Highly Sensitive Novel Neutron Activation Analysis (NAA) Technology to Quantify Multiple Metals in Human Bone In Vivo

Abstract Metals play a critical role in our health. However, the study of the association between metal exposure/intake and human health has been hampered by a lack of technology to non-invasively quantify body burden of metals. Accurate quantification of metal body burden is important because most of the diseases related to

metal exposures develop over time, and cumulative metal body burden is the best biomarker for individual cumulative metal exposures. Metal body burden is also the most relevant biomarker to determine the toxic threshold of a metal, to evaluate the efficacy of potential treatments of metal-related diseases, and to provide a

method for early diagnose of metal toxicity. Metals cumulates in storage organ such as bone. However, it is challenging to non-invasively detect metals in bone. Our lab has been continuously conducting research in the in vivo quantification of metals and trace elements in human body. In this project, we propose to develop and

validate a highly sensitive working prototype in vivo neutron activation analysis (IVNAA) system to quantify manganese (Mn), sodium (Na), aluminum (Al), potassium (K), and magnesium (Mg) in human bone. The feasibility of the technology has been demonstrated by our preliminary work. In the proposed project, we will

solve the existing technical challenges to meet the sensitivity and reproducibility required for real-world applications, as well as the challenges to extend the technology to broader communities. Monte Carlo (MC) simulations will be used to design an advanced deuterium-deuterium (DD) neutron generator and a highly

efficient U-shaped NaI (Tl) gamma-ray detector, and to design the moderator, fast neutron filter, reflector, and shielding components for the neutron irradiation system, as well as the background reduction component for the gamma-ray detection system. The system will be set up and tested for sensitivity (detection limit) and

reproducibility once the final design is determined. Robust data analysis method and calibration procedures will be developed and tested. We will test the system's sensitivity and reproducibility using bone equivalent phantoms and human cadaver bones, validate the system of measuring multiple metals against ICP-MS, and

improve the design of the system for the comfortability of the human subject and easy operation. We will also apply the system in a small local population to verify utility for human health study applications and sufficient sensitivity and apply the system in a non-local population to verify its ability for wide adoption in human health

studies.

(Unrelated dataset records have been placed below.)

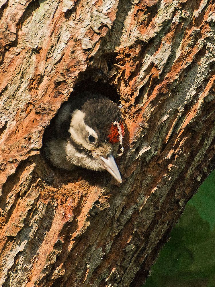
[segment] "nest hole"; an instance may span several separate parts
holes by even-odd
[[[114,102],[119,104],[120,97],[118,94],[116,89],[108,84],[104,83],[100,79],[95,82],[89,79],[80,81],[75,85],[74,90],[71,93],[67,101],[63,103],[59,110],[70,101],[75,100],[77,97],[81,96],[81,93],[86,92],[92,93],[99,94],[104,96]],[[58,188],[61,188],[66,185],[70,187],[71,184],[76,183],[78,189],[81,189],[84,187],[85,184],[79,184],[80,181],[86,182],[87,184],[98,187],[106,186],[108,183],[111,180],[112,177],[106,171],[96,172],[77,166],[75,170],[69,171],[66,170],[56,167],[47,158],[46,156],[46,143],[48,139],[50,133],[54,131],[55,121],[58,115],[58,113],[51,120],[49,125],[45,129],[42,139],[43,145],[41,149],[41,160],[43,162],[42,164],[42,170],[40,173],[41,177],[46,185],[50,186],[54,186],[57,190]],[[42,170],[43,169],[43,170]],[[83,185],[83,187],[82,185]],[[80,186],[81,185],[81,187]],[[72,187],[73,189],[74,186]],[[89,188],[87,185],[88,188]],[[59,190],[60,191],[60,190]],[[56,192],[56,191],[55,191]]]

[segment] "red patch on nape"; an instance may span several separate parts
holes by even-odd
[[[120,122],[120,125],[122,129],[122,136],[124,137],[125,134],[125,127],[122,122]],[[108,137],[109,139],[109,141],[111,144],[116,144],[119,141],[120,134],[116,125],[112,124],[111,125]]]

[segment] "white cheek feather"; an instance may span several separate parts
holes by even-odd
[[[73,114],[69,131],[73,140],[86,149],[90,150],[91,146],[87,142],[85,139],[83,138],[83,134],[81,132],[85,130],[96,139],[98,138],[98,136],[95,131],[85,123],[84,118],[85,115],[85,113],[81,111],[76,110]]]
[[[95,159],[87,156],[79,152],[72,146],[69,141],[66,148],[66,158],[71,164],[81,167],[94,170],[101,170],[104,169],[97,162]]]

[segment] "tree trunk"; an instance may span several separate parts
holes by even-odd
[[[215,6],[0,0],[0,286],[144,281],[214,168]],[[121,184],[40,153],[75,85],[120,95]]]

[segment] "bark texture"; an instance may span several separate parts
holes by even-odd
[[[0,0],[0,286],[144,281],[214,168],[214,7]],[[121,185],[58,170],[40,154],[75,85],[93,82],[120,95],[128,131]]]

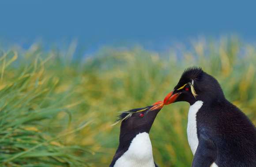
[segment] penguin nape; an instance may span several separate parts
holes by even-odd
[[[121,122],[119,145],[109,167],[156,167],[149,133],[161,108],[154,105],[122,112],[116,123]]]
[[[215,78],[200,68],[186,69],[164,100],[177,102],[190,105],[187,132],[192,167],[256,167],[256,128],[225,98]]]

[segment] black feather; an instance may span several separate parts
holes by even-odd
[[[181,76],[181,78],[199,80],[203,71],[201,67],[196,66],[186,68]]]
[[[152,107],[152,105],[147,106],[143,108],[139,108],[137,109],[130,109],[130,110],[128,111],[124,111],[121,112],[121,114],[117,116],[117,120],[115,121],[114,124],[116,124],[118,123],[119,122],[121,122],[124,120],[125,120],[128,118],[126,117],[129,115],[129,116],[131,116],[133,113],[138,112],[138,111],[143,109],[147,109],[145,111],[146,111],[150,108]]]

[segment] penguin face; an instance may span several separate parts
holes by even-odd
[[[134,136],[139,133],[149,133],[154,119],[161,109],[149,111],[152,106],[133,109],[123,112],[117,120],[121,121],[120,136]]]
[[[173,91],[165,98],[164,103],[187,102],[192,105],[198,100],[209,102],[224,97],[221,87],[215,78],[201,68],[192,67],[183,72]]]
[[[122,122],[121,129],[125,131],[149,133],[154,119],[160,109],[135,113]]]

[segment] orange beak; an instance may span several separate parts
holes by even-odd
[[[167,105],[175,102],[178,97],[181,94],[180,93],[176,93],[173,94],[173,91],[169,93],[164,100],[164,105]]]

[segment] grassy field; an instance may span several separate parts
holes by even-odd
[[[256,46],[199,40],[164,53],[105,47],[86,58],[33,45],[0,51],[0,166],[105,167],[118,146],[119,111],[163,98],[185,67],[201,66],[256,123]],[[188,167],[188,104],[165,107],[151,130],[155,161]]]

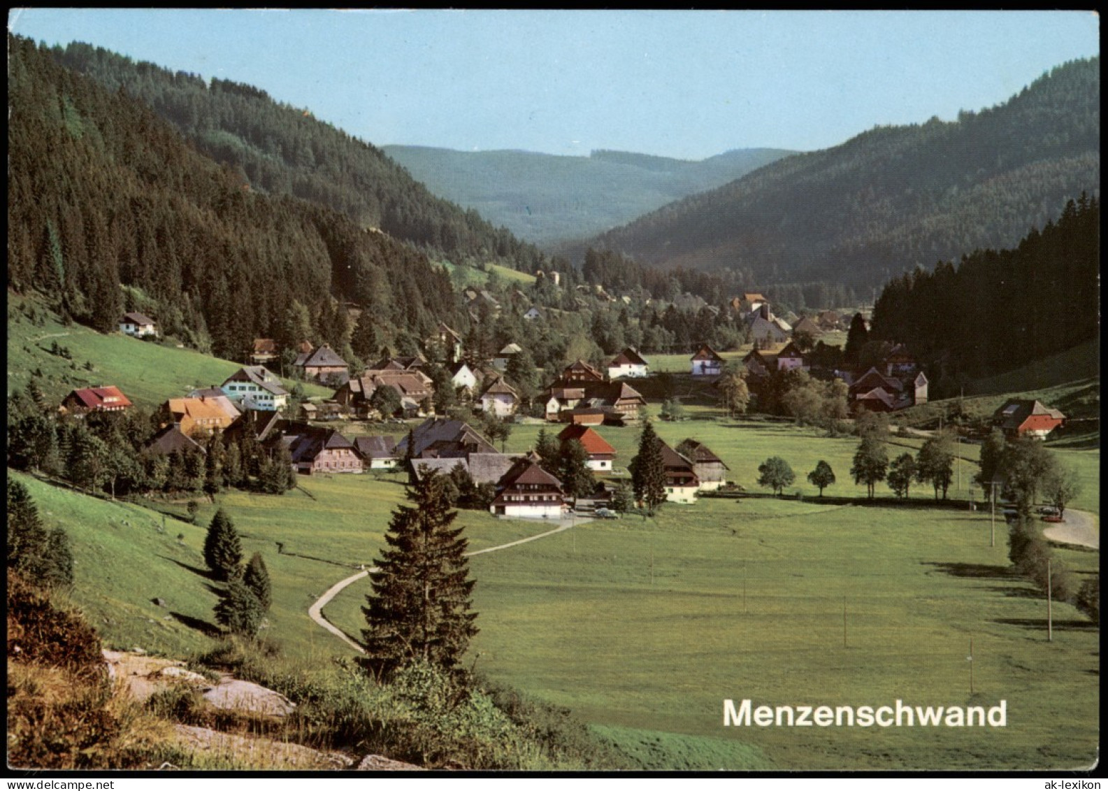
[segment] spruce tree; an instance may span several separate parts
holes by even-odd
[[[8,568],[33,574],[33,566],[45,554],[48,542],[47,528],[27,486],[9,477]]]
[[[258,597],[242,579],[233,577],[215,606],[216,623],[234,635],[254,637],[261,628],[263,617],[265,610]]]
[[[365,664],[379,675],[423,660],[452,668],[478,633],[471,613],[473,581],[465,558],[468,542],[451,525],[447,479],[429,473],[392,514],[384,540],[389,548],[375,565],[373,593],[362,607]]]
[[[630,483],[635,500],[645,503],[652,515],[666,502],[666,468],[661,461],[661,440],[647,420],[638,438],[638,455],[630,462]]]
[[[273,604],[273,586],[269,583],[269,569],[266,568],[266,562],[261,559],[260,552],[255,552],[250,556],[250,562],[246,564],[243,584],[257,596],[263,612],[268,612],[269,605]]]
[[[215,512],[204,538],[204,562],[219,579],[230,579],[236,575],[243,561],[243,547],[235,523],[223,508]]]
[[[596,477],[588,469],[588,451],[579,440],[570,440],[562,445],[558,454],[560,469],[556,477],[567,496],[576,500],[593,493],[596,489]]]
[[[538,430],[535,438],[535,453],[538,454],[538,465],[555,477],[558,474],[558,452],[554,438],[546,433],[546,429]]]

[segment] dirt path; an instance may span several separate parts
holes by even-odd
[[[1060,544],[1077,544],[1090,549],[1100,549],[1100,531],[1097,530],[1097,517],[1088,511],[1066,508],[1066,521],[1043,530],[1043,535],[1049,541]]]
[[[512,542],[509,542],[507,544],[501,544],[499,546],[490,546],[490,547],[488,547],[485,549],[478,549],[476,552],[468,552],[468,553],[465,553],[465,556],[466,557],[473,557],[474,555],[483,555],[486,552],[499,552],[500,549],[506,549],[506,548],[509,548],[511,546],[519,546],[520,544],[526,544],[530,541],[537,541],[538,538],[545,538],[546,536],[554,535],[555,533],[562,533],[563,531],[570,530],[575,524],[579,524],[582,522],[588,522],[588,521],[589,520],[588,520],[587,516],[577,516],[577,517],[575,517],[573,520],[570,520],[570,521],[563,520],[562,524],[560,526],[555,527],[552,531],[546,531],[545,533],[540,533],[538,535],[533,535],[533,536],[530,536],[527,538],[520,538],[519,541],[512,541]],[[316,602],[315,602],[315,604],[312,604],[310,607],[308,607],[308,617],[309,618],[311,618],[314,622],[316,622],[317,624],[319,624],[320,626],[322,626],[325,629],[327,629],[328,631],[330,631],[332,635],[335,635],[336,637],[338,637],[340,640],[342,640],[343,643],[346,643],[348,646],[350,646],[351,648],[353,648],[359,654],[365,654],[366,653],[365,649],[361,646],[359,646],[357,643],[355,643],[352,639],[350,639],[350,636],[347,635],[345,631],[342,631],[342,629],[340,629],[339,627],[335,626],[335,624],[332,624],[331,622],[329,622],[324,616],[322,609],[324,609],[324,607],[326,607],[330,603],[330,600],[332,598],[335,598],[336,596],[338,596],[339,593],[341,590],[343,590],[347,586],[353,585],[359,579],[361,579],[363,577],[367,577],[370,574],[377,573],[377,571],[378,571],[377,566],[371,566],[369,568],[365,568],[365,569],[358,572],[357,574],[355,574],[352,576],[347,577],[346,579],[340,579],[339,582],[335,583],[329,588],[327,588],[327,590],[324,593],[324,595],[320,596],[319,598],[317,598]]]

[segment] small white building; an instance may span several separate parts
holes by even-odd
[[[562,482],[530,459],[521,459],[500,480],[489,511],[497,516],[561,518],[565,511]]]
[[[157,335],[157,327],[154,325],[154,319],[148,316],[137,312],[123,314],[123,318],[120,319],[120,332],[142,338],[147,335]]]
[[[503,379],[497,379],[481,393],[481,410],[497,418],[514,414],[520,396]]]
[[[628,347],[608,362],[608,379],[646,377],[649,376],[648,368],[649,363],[646,358]]]
[[[450,369],[450,383],[454,388],[469,388],[472,390],[478,386],[478,374],[465,362],[455,363]]]
[[[519,343],[509,343],[496,353],[496,357],[492,359],[493,368],[501,371],[507,370],[507,363],[511,362],[512,358],[521,351],[523,351],[523,349]]]
[[[690,372],[694,377],[717,377],[724,370],[724,358],[707,343],[693,355],[691,363]]]

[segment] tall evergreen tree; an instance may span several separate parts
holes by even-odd
[[[269,569],[261,558],[260,552],[255,552],[250,556],[250,562],[246,564],[243,573],[243,584],[248,587],[258,598],[263,610],[268,610],[273,604],[273,585],[269,582]]]
[[[215,606],[215,620],[234,635],[255,637],[261,628],[265,610],[254,592],[238,577],[232,577]]]
[[[392,514],[389,548],[375,561],[373,593],[362,607],[366,664],[388,675],[412,660],[444,668],[458,664],[478,628],[469,579],[468,542],[451,525],[447,479],[427,474],[409,491],[414,507]]]
[[[556,477],[567,496],[577,499],[593,493],[596,489],[596,476],[588,469],[588,451],[579,440],[570,440],[562,445],[558,454],[560,469]]]
[[[646,505],[652,515],[666,502],[666,468],[661,460],[661,440],[649,420],[643,423],[638,438],[638,454],[630,462],[630,484],[635,500]]]
[[[230,517],[219,508],[212,517],[204,538],[204,562],[219,579],[230,579],[238,574],[243,562],[243,546]]]
[[[538,430],[535,438],[535,453],[538,454],[538,464],[551,475],[558,475],[558,449],[554,438],[546,433],[545,427]]]
[[[47,551],[49,534],[39,508],[19,481],[8,479],[8,568],[33,574]]]

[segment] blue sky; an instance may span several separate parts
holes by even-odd
[[[1100,51],[1085,11],[17,9],[9,29],[250,83],[377,145],[694,160],[952,120]]]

The proposed research is expected to result in a valuable tool for the study of relationships between chronic metal exposure and health, nutrition and health, and metal toxicity. It also has great potential to become a clinical tool to diagnose metal toxicity or diseases related to metal exposure and trace element

intake. This R01 proposal is highly responsive to PAR-22-127, Focused Technology Research and Development, with the goal of supporting “the development of technologies with demonstrated proof-of concept that have remaining significant technical challenges to full implementation and broad utility”.